We are losing sight of the key issue here. The issue isn't when a new State's Courts obtain Personal Jurisdiction over a person, but when the old State's courts LOSE
I would take the position that a State's Courts obtain personal jurisdiction over a person for debt issues (as opposed to civil torts like motor vehicle accidents) as soon as that person establishes residency in that State. My research about the "delayed jurisdiction" keeps going back to the issue of expired Statutes of Limitations. Arizona's law in that respect is typical:
12-507. Action against person removing to this state
No demand against a person who removes to this state, incurred prior to his removal, shall be barred by the statute of limitation until he has resided in this state one year, unless barred at the time of his removal to this state by the laws of the state or country from which he migrated.
Debts not barred by the new State's SOL or the old State's SOL remain subject to suit. THAT is the issue here.
So.... what does one have to do to establish legal residence? Let's look into that.
The only place in Arizona's laws that actually defines "Resident" is found in the Arizona Income Tax Law:
19. "Resident" includes:
(a) Every individual who is in this state for other than a temporary or transitory purpose.
(b) Every individual who is domiciled in this state and who is outside the state for a temporary or transitory purpose. Any individual who is a resident of this state continues to be a resident even though temporarily absent from the state.
(c) Every individual who spends in the aggregate more than nine months of the taxable year within this state shall be presumed to be a resident. The presumption may be overcome by competent evidence that the individual is in the state for a temporary or transitory purpose.
(note: This is a public document of the State of Arizona)
So.... according to the Tax Law, "residence" rests on two principles:
1: Physical Presence and
2: Intention to Stay
When does "residency" begin?
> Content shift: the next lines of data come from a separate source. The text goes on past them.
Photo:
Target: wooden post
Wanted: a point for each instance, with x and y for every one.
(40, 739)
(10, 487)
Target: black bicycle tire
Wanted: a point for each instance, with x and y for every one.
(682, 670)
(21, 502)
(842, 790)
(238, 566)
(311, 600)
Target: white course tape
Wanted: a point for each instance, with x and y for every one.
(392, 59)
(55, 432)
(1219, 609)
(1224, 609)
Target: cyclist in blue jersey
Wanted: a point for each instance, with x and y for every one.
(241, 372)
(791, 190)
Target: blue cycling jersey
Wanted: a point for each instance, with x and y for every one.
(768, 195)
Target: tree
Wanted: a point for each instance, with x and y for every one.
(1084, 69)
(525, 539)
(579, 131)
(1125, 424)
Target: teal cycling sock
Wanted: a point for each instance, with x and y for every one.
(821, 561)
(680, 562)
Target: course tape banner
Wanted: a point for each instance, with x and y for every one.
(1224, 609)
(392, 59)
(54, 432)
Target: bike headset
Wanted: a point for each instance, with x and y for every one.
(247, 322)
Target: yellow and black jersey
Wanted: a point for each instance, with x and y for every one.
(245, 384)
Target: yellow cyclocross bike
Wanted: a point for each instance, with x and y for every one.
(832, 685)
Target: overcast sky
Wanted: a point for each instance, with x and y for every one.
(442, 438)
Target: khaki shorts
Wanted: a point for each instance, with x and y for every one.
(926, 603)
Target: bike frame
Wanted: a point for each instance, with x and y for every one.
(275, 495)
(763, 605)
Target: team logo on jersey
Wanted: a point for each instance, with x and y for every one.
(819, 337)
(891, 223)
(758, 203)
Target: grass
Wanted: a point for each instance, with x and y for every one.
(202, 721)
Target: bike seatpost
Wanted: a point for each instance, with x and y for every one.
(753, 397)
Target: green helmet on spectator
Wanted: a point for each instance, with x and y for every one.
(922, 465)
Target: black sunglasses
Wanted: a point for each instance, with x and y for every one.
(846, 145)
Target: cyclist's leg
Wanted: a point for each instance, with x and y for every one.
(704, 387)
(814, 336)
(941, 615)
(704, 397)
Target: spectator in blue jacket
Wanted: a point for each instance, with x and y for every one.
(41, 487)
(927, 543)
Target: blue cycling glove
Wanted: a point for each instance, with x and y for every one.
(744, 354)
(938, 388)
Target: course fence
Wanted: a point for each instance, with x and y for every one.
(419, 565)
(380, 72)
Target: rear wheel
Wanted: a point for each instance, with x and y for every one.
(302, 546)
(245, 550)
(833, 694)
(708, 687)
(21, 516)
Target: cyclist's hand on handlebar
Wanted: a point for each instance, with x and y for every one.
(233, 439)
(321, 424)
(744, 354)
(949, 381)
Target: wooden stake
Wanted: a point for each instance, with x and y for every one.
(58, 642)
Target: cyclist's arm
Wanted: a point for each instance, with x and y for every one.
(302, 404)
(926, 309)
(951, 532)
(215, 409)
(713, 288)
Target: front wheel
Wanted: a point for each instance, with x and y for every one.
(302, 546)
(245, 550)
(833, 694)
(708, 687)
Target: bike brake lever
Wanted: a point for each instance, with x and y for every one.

When both of those two tests are met. That happens the moment your stuff starts being off-loaded from the truck into your new home.
I realize this is a stretch because it does not directly relate to debt but it is informative on what Legislatures look for in determining whether a person is a "resident" of that State or not. The general principle is that it is easy to establish residency (States will gladly let you live there) and hard to break that residency (States try hard not to let you terminate residency). A great example of this principle is shown in Wisconsin's Nonresident Pub 122 instructions:
Domicile – Your domicile is the permanent legal home you intend to use for an indefinite or unlimited period, and to which, when absent, you intend to return. It is not always where you presently live. You can be physically present or residing in one state but maintain a domicile in another. "Domicile" is often referred to as "legal residence." You can have only one domicile at a time. Your domicile, once established, is never changed unless all three of the following occur or exist:
• You specifically intend to abandon your old domicile and take actions that show that intent
• You intend to acquire a new domicile and take actions that show that intent, and
• You are physically present in the new domicile.
Your domicile does not change if:
• You leave your state of domicile for a brief rest or vacation, or
• You leave your state of domicile to complete a particular transaction, perform a particular contract, or fulfill a particular engagement, but you intend to return to your state of domicile whether or not you complete the transaction, contract, or engagement.
Note: This is a public document of the State of Wisconsin
So, it all depends on your actions and intentions after you move.
Here is a link to an excellent essay on this topic: It deals with moving from California (a particularly aggressive State where it comes to not wanting to give up residents) to Nevada (a State that doesn't care): http://www.cbiz.com/page.asp?pid=9496
A quote from this article:
There is a rebuttable presumption that the taxpayer is a resident unless the individual can establish that he or she is outside of California for more than a temporary or transitory purpose. An individual can generally rebut this presumption, if his or her close connections are outside of California.
For the executive to in fact be domiciled in and a resident of Nevada, he must show strong ties with Nevada. He should spend the majority of his time in Nevada while spending minimal time in California; establish the Nevada residence as his principal residence by moving his spouse and children; obtain Nevada voter and driver’s registration; register his vehicles in Nevada; join civic and religious organizations in Nevada; and perform any other activities that will establish a close connection with Nevada.
The bottom line: To break residency you burn your bridges to your old State behind you and establish new bridges to your new State. It must be a complete break. And the more new bridges the better.
So... when does your old State lose jurisdiction over you? I would be able to argue that the old State loses jurisdiction when a new State gains it, otherwise a person becomes subject to two different (and possibly conflicting) laws simultaneously. Imagine if you will being subject to and not being subject to Community Property Laws at the same time.
Will the Courts recognize this: Probably.